One recent Twitter post from a graphic designer asked other business users for advice on computer software his company was thinking of buying.
Kogi BBQ runs three Korean mobile food trucks in Los Angeles.
It has 43,000 followers on Twitter and 3,150 on Facebook and uses the sites to post specials, discounts and details of where the vans will be parked each day.
“It’s a great way to interact one on one and build a relationship with our customers,” says Kogi BBQ’s creative director Alice Shin.
“Customers feel a personal connection, which encourages repeat business.”
But experts warn that social networking sites are not without dangers.
“You are losing control of your message by inviting customers in to a dialogue and that could be problematic if they criticise you,” says Arun Sundararajan, a professor of information, operations and management sciences at New York University.
He advised users to think of it as a conversation rather than an advertising space.

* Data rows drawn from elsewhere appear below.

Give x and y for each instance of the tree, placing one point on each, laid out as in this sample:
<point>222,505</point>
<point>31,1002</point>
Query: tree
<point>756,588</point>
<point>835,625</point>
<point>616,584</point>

“There is a fine line between giving people a steady stream of useful information and bombarding them, he explains.
“If you do the latter you are in danger of turning customers off.”
This view was echoed by Andrew Sinkov, vice president of marketing at Evernote, a California-based online storage company.
“The key is to keep your messages concise, free of fluff or marketing jargon and only convey genuinely useful information,” he says.
Evernote has 30,000 followers on Twitter, 12,000 fans on Facebook and has recently begun using Friendfeed, which was taken over by Facebook in August.
Evernote directs its followers between all three sites and its company blog, creating a sophisticated, inter-linked online presence.
“The days of large anonymous companies are over,” declares Mr Sinkov.
“To succeed nowadays your company has to have a personality and it’s easier than ever to create that.”